Thanksgiving 2020 will be one for the books for everyone. Although the holiday season is usually a time of celebration with friends and family, many households are limiting travel and fellowship this year to avoid contracting COVID-19 or contributing to community spread.
But Floridians who are out of a job due to the pandemic are poised to be particularly impacted, especially if they have mouths to feed. These families are struggling to stay afloat because their employers either closed down or scaled back. Others have been forced to stay home to take care of children who are not in school or daycare. Some are themselves sick with coronavirus or taking care of someone in the family who is infected.
Too many Floridians with children don’t know how they are going to put dinner on the table through the holidays. According to Census data, only 7 percent are sure that they will have enough to eat in the coming weeks. Almost half are either not confident or only somewhat confident that they will be able to afford food during Thanksgiving.

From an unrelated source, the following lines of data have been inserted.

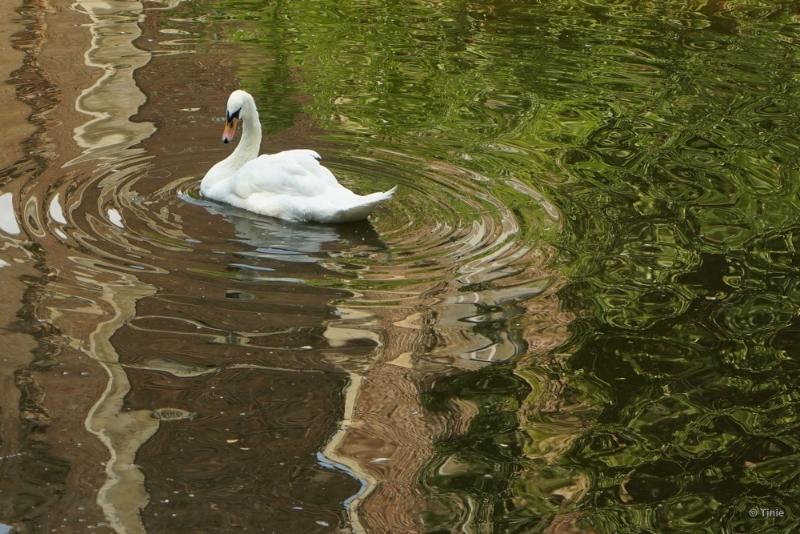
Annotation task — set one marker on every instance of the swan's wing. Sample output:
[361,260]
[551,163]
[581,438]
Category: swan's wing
[292,172]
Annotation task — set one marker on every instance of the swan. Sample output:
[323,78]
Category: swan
[290,185]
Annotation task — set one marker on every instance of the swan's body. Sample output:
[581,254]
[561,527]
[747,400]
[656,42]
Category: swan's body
[290,185]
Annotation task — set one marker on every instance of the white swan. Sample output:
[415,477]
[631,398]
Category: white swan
[290,185]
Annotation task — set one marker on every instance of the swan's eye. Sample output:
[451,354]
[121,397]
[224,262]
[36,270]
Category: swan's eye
[234,115]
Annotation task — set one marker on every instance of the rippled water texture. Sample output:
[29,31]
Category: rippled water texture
[579,313]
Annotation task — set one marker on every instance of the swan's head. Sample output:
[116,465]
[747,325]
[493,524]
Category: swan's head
[237,106]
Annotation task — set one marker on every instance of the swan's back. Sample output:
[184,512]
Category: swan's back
[293,185]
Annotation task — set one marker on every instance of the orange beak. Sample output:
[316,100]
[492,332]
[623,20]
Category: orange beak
[230,130]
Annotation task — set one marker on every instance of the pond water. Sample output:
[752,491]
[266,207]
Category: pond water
[578,314]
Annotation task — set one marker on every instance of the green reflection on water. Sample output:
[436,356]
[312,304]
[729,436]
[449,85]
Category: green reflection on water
[667,135]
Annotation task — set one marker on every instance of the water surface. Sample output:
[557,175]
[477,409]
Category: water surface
[578,314]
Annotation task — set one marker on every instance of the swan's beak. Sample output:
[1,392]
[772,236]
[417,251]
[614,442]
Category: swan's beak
[230,130]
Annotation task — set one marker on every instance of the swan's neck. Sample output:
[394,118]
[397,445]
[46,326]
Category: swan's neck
[250,143]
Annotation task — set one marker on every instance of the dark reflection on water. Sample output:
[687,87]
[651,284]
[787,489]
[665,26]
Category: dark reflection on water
[579,313]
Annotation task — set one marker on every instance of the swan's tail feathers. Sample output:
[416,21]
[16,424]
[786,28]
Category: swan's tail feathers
[360,211]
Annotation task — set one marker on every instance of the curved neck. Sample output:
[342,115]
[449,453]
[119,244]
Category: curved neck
[250,143]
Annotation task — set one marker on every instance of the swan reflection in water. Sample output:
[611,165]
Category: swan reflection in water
[287,241]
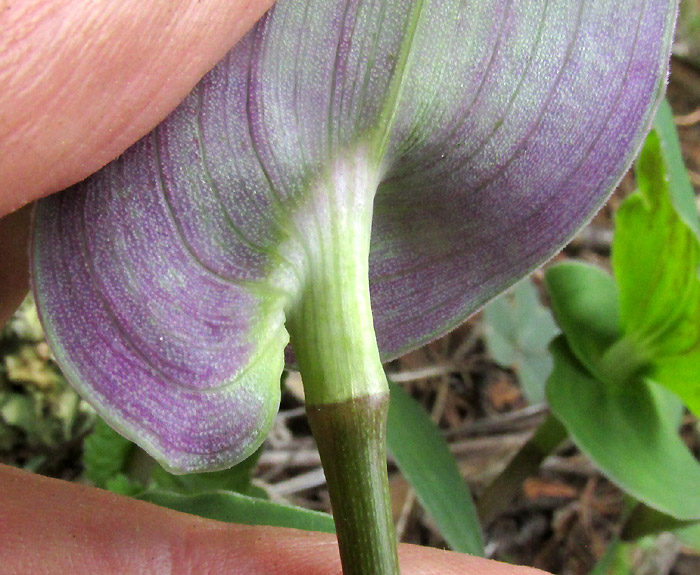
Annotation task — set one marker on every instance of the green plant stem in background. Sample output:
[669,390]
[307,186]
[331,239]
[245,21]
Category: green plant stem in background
[498,495]
[331,330]
[351,438]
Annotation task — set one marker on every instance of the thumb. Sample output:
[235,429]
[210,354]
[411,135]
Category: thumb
[49,526]
[83,81]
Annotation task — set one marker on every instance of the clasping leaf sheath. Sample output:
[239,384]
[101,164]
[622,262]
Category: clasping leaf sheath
[444,149]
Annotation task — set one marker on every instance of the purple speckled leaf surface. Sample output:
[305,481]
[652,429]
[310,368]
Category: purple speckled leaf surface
[494,130]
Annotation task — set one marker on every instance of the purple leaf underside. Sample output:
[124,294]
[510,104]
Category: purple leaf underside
[497,128]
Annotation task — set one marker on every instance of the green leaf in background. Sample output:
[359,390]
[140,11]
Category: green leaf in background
[656,258]
[584,301]
[628,433]
[689,536]
[106,455]
[425,460]
[238,508]
[518,329]
[682,193]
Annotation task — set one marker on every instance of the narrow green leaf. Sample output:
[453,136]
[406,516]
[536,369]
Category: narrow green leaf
[584,301]
[627,433]
[238,508]
[518,329]
[425,460]
[106,454]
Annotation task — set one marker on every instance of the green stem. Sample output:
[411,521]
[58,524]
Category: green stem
[501,492]
[351,438]
[332,332]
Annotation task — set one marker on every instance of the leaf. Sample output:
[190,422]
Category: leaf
[682,192]
[656,259]
[584,302]
[105,454]
[517,329]
[237,508]
[627,433]
[425,460]
[689,536]
[472,138]
[237,478]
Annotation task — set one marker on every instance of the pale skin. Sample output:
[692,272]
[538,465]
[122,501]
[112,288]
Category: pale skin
[80,83]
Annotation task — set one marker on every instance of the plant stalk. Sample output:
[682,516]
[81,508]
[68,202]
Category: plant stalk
[332,333]
[351,438]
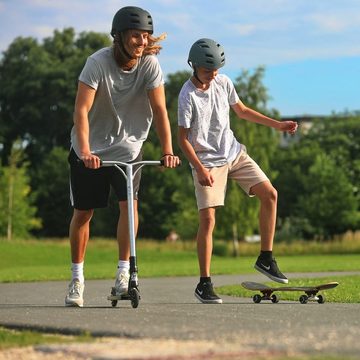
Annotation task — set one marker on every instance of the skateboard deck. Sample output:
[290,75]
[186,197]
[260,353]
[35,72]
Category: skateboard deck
[267,292]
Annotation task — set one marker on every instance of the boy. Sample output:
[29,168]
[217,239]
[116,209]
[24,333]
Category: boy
[215,155]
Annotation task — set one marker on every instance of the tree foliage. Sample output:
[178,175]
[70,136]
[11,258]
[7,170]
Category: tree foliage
[37,94]
[16,199]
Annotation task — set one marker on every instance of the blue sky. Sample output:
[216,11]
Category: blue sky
[310,48]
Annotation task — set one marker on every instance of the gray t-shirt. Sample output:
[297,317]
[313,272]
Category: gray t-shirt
[206,115]
[121,115]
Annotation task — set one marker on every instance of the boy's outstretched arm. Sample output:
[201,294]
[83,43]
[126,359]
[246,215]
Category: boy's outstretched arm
[251,115]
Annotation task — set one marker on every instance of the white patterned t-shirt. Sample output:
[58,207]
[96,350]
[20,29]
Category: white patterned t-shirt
[206,115]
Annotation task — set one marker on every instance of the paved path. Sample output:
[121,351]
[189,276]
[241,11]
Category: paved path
[170,321]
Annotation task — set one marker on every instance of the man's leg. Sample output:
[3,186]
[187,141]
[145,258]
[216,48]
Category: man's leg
[265,263]
[79,237]
[79,234]
[123,234]
[123,238]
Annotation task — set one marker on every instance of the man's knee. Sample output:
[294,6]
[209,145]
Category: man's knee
[82,216]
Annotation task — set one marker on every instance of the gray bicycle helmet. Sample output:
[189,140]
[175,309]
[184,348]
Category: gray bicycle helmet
[132,17]
[206,53]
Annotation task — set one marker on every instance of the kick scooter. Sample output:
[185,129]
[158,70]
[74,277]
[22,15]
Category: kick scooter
[133,290]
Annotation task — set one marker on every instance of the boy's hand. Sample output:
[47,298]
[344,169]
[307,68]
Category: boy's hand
[204,177]
[288,126]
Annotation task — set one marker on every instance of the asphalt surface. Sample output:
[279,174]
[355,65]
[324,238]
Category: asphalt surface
[170,317]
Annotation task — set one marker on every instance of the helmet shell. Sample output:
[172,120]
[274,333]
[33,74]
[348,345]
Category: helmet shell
[132,17]
[206,53]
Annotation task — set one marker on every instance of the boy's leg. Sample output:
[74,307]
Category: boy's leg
[204,240]
[267,195]
[204,290]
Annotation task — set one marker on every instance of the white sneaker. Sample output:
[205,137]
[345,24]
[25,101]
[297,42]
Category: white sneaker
[75,295]
[122,282]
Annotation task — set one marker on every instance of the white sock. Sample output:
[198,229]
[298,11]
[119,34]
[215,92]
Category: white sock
[77,270]
[123,265]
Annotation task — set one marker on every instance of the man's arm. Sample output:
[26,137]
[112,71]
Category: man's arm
[83,103]
[162,125]
[251,115]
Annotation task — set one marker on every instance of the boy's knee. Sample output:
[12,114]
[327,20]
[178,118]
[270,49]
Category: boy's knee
[207,219]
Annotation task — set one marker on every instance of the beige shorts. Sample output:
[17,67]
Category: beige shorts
[244,170]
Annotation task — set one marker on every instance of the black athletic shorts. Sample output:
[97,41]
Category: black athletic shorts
[90,188]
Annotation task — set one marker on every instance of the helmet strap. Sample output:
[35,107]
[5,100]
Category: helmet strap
[196,75]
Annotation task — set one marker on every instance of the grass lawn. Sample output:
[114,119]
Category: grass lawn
[346,292]
[42,260]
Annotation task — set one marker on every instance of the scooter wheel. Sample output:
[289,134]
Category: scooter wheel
[134,297]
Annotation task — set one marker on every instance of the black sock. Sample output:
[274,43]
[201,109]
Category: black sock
[266,255]
[205,279]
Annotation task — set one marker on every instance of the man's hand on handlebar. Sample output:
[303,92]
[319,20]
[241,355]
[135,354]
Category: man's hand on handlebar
[91,161]
[170,161]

Even before the holidays, the pandemic had Floridians scrambling to feed their families any which way they could. More than 50 percent of families with children say that they have had to either take out a loan, use credit cards, tap into savings, sell things they own, or borrow money from friends or family just to have enough to eat. Only about 16 percent of Floridians with children report that they have a regular income source to meet their basic needs, like food, this holiday season.
Yet, despite their financial gymnastics, nearly 16 percent of families with children report that they did not have enough to eat in the past week. This is particularly true for people of color: about 41 percent of Black Floridians say that they often or sometimes did not have enough food in the past seven days.
Three things would help the Sunshine State respond to unprecedented food insecurity.
First, the Supplemental Nutrition Assistance Program (SNAP) (called food assistance in Florida) can go a long way to help families fill their refrigerators. SNAP, which is administered by Department of Children and Families (DCF), provides monthly food assistance to families with low income. Some of the ways that households can apply are through the computer from the privacy of their own home, or by calling DCF to either sign up over the phone or get a paper application mailed out. And forget the notion that SNAP is only for families with children or households with zero income. In Florida, The SNAP program is for almost any household in a crisis, no matter the size or composition — and applicants with income less than or equal to 200 percent of the Federal Poverty Level (FPL) may be able to qualify so long as they have significant expenses like high housing and child care costs.
Second, Congress should pass a comprehensive relief package that includes a boost in SNAP benefits. Although SNAP is a highly effective and efficient program to address food insecurity, allotments aren’t high enough to last the whole month, even in the best of times.
Third, DCF needs to be timelier and more transparent about its plans for SNAP during COVID-19, such as by letting families know whether it will issue emergency allotments to current SNAP recipients in December. Emergency allotments go a long way to help many families participating in SNAP afford food for the month. Families should not be left hanging about those benefits. But DCF has not yet released any information about whether those emergency allotments are in the works, which causes enormous and unnecessary stress on people trying to put a budget together for the month.
Families don't have many dominoes left standing. Millions of Floridians worry every single day about food and other basic needs for themselves and their kids during the pandemic.
It’s not too late to salvage the holiday season. Even if Congress drags its feet on a relief package and DCF continues to hold details about benefits close to its vest, the SNAP program promises to keep dinner plates full. But only if families know about SNAP. Everyone should help get the word out that SNAP is there for households needing a lifeline during this unprecedented time of hardship.
 Census data is from data collected October 28 – November 9 by the Census Bureau’s Household Pulse Survey, which provides weekly data on the impact of COVID-19 nation-wide and on individual states.
 DCF cautions that phone applications should be used to apply for SNAP as a last resort because of the time involved to complete a phone application.
 Although most families with low income are potentially eligible for SNAP, applicants must be citizens or have a qualified noncitizen status to qualify.
 Leading up to Thanksgiving, four out of five families with children report feeling nervous, anxious or on edge at least several days a week.